Dutch Flower Exports Fall a Fifth Quarter, Worst Run on Record

The Netherlands’ flower and plant exports, the world’s biggest, extended a string of quarterly drops to the worst on record with a fifth straight slide as weak European consumer confidence hurts spending.

Third-quarter shipments fell 3 percent to 1.06 billion euros ($1.4 billion) from 1.1 billion euros a year earlier, data published today by the Aalsmeer, Netherlands-based Dutch Agricultural Wholesale Board for Flowers and Plants showed. Shipments rose 2.2 percent in September, ending a record six-month streak of declines.

Demand for Dutch blooms and potted plants suffered from lower consumer confidence in European countries including leading export destination Germany, according to the board. It also cited a colder-than-usual spring followed by a warm summer.

“It looks very likely we’ll have to add 2013 to 2008 and 2009 as a year with falling export value of flowers and plants,” Tom Bijleveld, the board’s director, was cited as saying. That would be the third annual decline in 60 years, he said.

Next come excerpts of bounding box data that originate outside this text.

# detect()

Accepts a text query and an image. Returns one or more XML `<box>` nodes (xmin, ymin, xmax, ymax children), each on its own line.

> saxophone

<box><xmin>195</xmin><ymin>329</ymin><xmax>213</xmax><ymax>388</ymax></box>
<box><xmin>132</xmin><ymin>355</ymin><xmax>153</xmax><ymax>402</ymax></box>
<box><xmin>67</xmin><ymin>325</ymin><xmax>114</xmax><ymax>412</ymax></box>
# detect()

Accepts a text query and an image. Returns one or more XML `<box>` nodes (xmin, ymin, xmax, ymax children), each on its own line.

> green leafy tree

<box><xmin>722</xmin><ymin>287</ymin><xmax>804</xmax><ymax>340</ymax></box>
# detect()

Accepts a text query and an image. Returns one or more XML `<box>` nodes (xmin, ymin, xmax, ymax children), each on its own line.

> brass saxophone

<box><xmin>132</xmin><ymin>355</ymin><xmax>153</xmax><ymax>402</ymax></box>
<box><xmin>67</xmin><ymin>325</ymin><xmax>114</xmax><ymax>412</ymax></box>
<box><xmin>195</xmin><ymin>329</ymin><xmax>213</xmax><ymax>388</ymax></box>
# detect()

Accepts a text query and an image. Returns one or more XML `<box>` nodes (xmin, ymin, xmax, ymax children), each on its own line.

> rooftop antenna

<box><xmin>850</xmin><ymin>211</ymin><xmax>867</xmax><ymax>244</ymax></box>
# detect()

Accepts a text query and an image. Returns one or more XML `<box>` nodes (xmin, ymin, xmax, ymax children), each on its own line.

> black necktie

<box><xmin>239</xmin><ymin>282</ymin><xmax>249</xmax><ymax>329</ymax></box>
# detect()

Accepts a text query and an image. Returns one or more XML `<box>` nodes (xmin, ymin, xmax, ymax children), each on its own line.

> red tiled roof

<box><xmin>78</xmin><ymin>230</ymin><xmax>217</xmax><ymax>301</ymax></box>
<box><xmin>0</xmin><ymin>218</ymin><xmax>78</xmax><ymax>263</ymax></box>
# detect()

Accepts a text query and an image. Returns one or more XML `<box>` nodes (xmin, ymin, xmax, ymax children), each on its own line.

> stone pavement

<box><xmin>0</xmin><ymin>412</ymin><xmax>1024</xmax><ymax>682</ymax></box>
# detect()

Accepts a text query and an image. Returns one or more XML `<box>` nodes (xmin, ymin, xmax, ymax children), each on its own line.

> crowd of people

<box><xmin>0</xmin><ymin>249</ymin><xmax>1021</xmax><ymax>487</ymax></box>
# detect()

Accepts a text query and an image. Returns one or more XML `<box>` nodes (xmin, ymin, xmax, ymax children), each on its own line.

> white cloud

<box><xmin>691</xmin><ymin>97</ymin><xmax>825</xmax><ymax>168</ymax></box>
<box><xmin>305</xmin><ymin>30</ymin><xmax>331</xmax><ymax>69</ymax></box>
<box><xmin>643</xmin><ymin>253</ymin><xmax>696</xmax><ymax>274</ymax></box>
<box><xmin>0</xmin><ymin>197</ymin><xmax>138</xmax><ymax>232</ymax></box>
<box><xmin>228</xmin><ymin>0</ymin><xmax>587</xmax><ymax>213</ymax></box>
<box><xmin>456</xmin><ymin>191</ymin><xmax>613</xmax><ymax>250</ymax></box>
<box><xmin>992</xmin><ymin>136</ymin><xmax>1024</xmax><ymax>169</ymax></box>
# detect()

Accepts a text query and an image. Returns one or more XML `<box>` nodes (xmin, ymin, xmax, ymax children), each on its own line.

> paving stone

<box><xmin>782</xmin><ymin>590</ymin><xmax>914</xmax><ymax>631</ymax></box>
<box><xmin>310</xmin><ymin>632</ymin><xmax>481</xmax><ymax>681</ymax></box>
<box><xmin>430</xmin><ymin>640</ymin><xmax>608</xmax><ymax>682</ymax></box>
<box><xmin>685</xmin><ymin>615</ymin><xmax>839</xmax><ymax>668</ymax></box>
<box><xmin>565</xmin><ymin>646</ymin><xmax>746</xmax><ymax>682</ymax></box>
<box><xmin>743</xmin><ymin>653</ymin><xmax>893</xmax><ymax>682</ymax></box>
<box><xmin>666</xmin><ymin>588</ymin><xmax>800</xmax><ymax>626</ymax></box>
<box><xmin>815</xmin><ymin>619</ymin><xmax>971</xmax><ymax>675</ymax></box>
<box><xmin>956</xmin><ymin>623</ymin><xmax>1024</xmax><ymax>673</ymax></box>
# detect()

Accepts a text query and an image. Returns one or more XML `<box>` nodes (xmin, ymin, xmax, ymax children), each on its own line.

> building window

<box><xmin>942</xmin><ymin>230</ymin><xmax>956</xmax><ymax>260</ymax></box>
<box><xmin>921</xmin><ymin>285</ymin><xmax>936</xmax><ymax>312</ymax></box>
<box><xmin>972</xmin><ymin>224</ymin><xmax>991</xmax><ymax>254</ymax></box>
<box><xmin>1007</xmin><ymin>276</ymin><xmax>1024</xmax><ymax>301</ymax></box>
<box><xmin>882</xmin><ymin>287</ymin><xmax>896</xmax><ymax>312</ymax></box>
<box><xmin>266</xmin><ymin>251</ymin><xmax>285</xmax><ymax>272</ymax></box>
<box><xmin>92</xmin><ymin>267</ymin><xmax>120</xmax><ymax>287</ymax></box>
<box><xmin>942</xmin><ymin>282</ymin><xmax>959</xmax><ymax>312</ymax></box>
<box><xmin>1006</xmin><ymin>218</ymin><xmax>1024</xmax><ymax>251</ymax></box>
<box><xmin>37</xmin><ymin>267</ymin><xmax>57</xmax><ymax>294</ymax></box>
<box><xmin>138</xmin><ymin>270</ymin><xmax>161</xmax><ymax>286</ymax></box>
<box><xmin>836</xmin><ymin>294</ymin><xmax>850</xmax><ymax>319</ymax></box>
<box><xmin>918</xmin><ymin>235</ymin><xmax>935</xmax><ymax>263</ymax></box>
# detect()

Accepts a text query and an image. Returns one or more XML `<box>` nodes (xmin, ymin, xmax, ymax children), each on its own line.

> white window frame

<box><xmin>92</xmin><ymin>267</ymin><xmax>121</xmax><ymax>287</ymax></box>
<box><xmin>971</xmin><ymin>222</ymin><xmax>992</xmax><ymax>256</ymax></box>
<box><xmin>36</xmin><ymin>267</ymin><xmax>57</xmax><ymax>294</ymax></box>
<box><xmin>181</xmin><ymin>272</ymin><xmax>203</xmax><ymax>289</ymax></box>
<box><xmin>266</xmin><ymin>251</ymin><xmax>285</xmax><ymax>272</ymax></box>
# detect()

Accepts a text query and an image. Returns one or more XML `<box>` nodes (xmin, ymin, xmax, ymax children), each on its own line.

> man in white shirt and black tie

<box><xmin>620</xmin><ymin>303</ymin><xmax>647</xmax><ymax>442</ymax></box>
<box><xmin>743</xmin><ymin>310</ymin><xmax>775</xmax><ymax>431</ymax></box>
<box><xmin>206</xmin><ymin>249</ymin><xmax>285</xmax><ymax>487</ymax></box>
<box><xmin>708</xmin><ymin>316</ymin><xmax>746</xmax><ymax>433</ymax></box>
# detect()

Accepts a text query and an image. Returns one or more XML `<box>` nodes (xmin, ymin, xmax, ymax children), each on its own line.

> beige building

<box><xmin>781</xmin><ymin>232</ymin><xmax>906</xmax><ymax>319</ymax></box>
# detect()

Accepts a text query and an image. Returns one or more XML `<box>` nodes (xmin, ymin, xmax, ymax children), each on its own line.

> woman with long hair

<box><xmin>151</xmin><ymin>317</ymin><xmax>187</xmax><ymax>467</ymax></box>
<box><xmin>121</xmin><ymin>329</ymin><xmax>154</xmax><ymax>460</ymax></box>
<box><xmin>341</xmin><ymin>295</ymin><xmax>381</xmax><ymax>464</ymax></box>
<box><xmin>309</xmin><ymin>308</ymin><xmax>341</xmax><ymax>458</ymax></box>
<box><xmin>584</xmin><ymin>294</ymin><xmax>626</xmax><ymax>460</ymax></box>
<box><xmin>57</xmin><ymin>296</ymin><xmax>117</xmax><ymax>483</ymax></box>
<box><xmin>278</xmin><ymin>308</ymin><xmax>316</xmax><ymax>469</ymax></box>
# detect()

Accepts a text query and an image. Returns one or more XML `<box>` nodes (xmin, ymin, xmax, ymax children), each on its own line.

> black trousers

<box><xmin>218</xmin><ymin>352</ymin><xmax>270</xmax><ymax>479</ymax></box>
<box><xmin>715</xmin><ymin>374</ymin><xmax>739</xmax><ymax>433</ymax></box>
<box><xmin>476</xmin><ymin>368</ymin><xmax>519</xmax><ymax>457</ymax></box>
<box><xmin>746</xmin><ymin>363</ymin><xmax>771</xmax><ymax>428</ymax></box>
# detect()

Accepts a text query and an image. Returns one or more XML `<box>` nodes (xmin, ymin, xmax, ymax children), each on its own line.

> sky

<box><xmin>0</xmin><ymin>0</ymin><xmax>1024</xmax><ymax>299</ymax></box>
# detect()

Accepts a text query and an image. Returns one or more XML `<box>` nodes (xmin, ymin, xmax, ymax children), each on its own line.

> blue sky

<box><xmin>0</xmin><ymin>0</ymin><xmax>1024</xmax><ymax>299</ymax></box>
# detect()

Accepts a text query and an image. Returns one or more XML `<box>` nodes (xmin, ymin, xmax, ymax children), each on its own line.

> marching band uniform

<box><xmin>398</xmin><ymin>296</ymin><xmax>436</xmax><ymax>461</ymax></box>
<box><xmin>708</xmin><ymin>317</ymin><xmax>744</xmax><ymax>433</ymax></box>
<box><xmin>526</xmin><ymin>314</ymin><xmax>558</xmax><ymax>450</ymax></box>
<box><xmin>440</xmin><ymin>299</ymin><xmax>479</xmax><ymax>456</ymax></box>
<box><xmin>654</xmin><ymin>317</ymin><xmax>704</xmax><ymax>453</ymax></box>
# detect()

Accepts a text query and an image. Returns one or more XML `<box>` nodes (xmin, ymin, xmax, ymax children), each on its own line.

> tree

Dutch exports of greenery to Italy, Spain, Portugal and Greece slid 13 percent this year on average, the board said.

Flower and plant shipments in the first nine months of 2013 dropped 3.4 percent from a year earlier to 4.05 billion euros, according to the report. The Netherlands’ exports of flowers and plants rose to 5.39 billion euros last year from 5.24 billion euros in 2011.